In chiusura della manifestazione sono stati consegnati i premi a chi si è distinto in questa maratona di sport e solidarietà. Il Trofeo Assoluto Maschile è andato a Riccardo Passigato, con 21 vasche percorse in 15 minuti; quello Femminile a Irene Bresadola, con 18 vasche. Il Trofeo FIDAS Verona è stato assegnato ad Enrico Bresadola, donatore di FIDAS Verona, per le sue 23 vasche, mentre il Trofeo FIDAS Nazionale è stato vinto da Simone Zambon di FIDAS Padova, con 19 vasche. Il Trofeo “Carletto Lanciai” è andato a Guido Grandis, nuotatore veronese con sindrome di Down ed ex malato di leucemia, che ha completato 15 vasche. Tante le rappresentanze istituzionali e gli atleti che hanno voluto essere al fianco dei donatori FIDAS per ricordare che non occorre essere dei supereroi per donare: basta godere di buona salute, avere più di 18 anni e pesare almeno 50 chili.

A ribadirlo, scendendo in vasca, è stata la plurimedagliata campionessa azzurra di nuoto Barbara Pozzobon (Fiamme Oro) che, anche quest’anno, ha voluto partecipare all’ultimo quarto d’ora della manifestazione. Messaggio sposato anche dai Vigili del Fuoco del Distaccamento di Caldiero, che hanno contribuito alle bracciate solidali all’apertura della staffetta, e dal giovane influencer veronese Marco Tommasi.

Si sono congratulati con la sessantina di volontari, coordinati dal vicepresidente vicario di FIDAS Verona Nicola Martelletto, diversi responsabili delle istituzioni.

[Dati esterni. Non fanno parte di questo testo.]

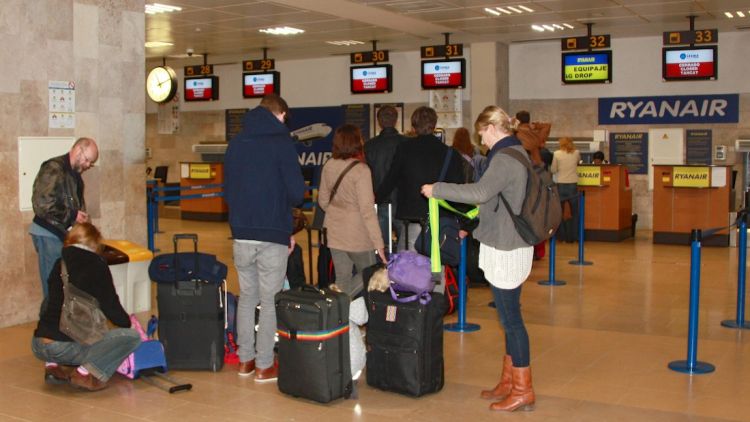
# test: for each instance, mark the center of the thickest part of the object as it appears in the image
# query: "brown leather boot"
(503, 387)
(521, 395)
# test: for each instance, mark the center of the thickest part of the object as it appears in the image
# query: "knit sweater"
(504, 175)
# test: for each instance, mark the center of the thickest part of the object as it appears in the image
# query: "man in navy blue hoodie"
(263, 181)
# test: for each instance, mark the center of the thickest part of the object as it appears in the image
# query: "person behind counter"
(86, 367)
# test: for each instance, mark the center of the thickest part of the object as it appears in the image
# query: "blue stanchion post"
(692, 365)
(462, 326)
(581, 230)
(739, 321)
(552, 254)
(150, 216)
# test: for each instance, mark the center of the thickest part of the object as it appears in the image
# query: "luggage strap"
(313, 335)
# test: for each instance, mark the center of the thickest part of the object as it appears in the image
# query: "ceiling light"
(152, 9)
(282, 30)
(157, 44)
(345, 42)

Per l’Amministrazione Comunale di Caldiero, che ha patrocinato l’evento insieme alla Provincia, c’erano il sindaco Marcello Lovato e il vicesindaco Francesco Fasoli (quest’ultimo in acqua per il tuffo inaugurale), affiancati da Roberta Dal Colle, presidente dell’Azienda Terme di Giunone. Per la Regione Veneto, sono intervenuti la vicepresidente Elisa De Berti e i consiglieri regionali Anna Maria Bigon e Alberto Bozza, mentre per la Provincia di Verona era presente il consigliere Alberto Mazzurana. A rappresentare FIDAS Nazionale, la consigliera Luisa Segato, che ha portato i saluti del presidente Giovanni Musso.

Anche quest’anno la 24 Ore del Donatore – sottolinea Chiara Donadelli, presidente di FIDAS Verona – ci ha dato modo di promuovere il dono del sangue con grande entusiasmo, per far arrivare a quante più persone possibili il messaggio dell’importanza di donare il sangue e il plasma. Ringraziamo i nostri volontari per l’impegno organizzativo e tutti i partecipanti che sono stati al nostro fianco, rendendo indimenticabile questa diciassettesima edizione. Durante la manifestazione sono state raccolte diverse promesse di donazione: invitiamo tutti a donare, è un piccolo-grande gesto di altruismo che fa la differenza“.

A sostenere la manifestazione quest’anno anche Fresenius Kabi, multinazionale specializzata in farmaci e tecnologie per infusione e trasfusione, con sedi a Verona e sul territorio nazionale. In acqua è entrata una dipendente dell’azienda, mentre a bordo vasca, a supportare i volontari, Roberto Cena, Group Product Manager Transfusion Technology.

Nei mesi scorsi – le sue parole – abbiamo avuto il piacere di ospitare FIDAS Verona e i volontari dell’associazione nelle nostre sedi: è stata un’occasione preziosa per far conoscere al personale l’impegno e le attività portate avanti sul territorio. Da quell’incontro è nata una risposta significativa: molti dipendenti di Fresenius Kabi si sono preiscritti e altri hanno già avviato il percorso per diventare donatori . La nostra azienda si occupa di tecnologie e dispositivi per la raccolta, il processo e la trasfusione del sangue: possiamo progettare e realizzare la ‘distribuzione del motore’, ma la ‘benzina’ arriva dai donatori delle associazioni, che con la loro generosità ogni giorno aiutano migliaia di pazienti a superare momenti delicati. Questa consapevolezza ci ha spinti ad aderire con convinzione alla 24 Ore del Donatore e ha motivato anche i nostri collaboratori a fare la propria parte. Crediamo, infatti, che un’impresa non debba limitarsi al pur importante ruolo di generare lavoro, ma debba essere parte attiva e responsabile della comunità in cui opera“.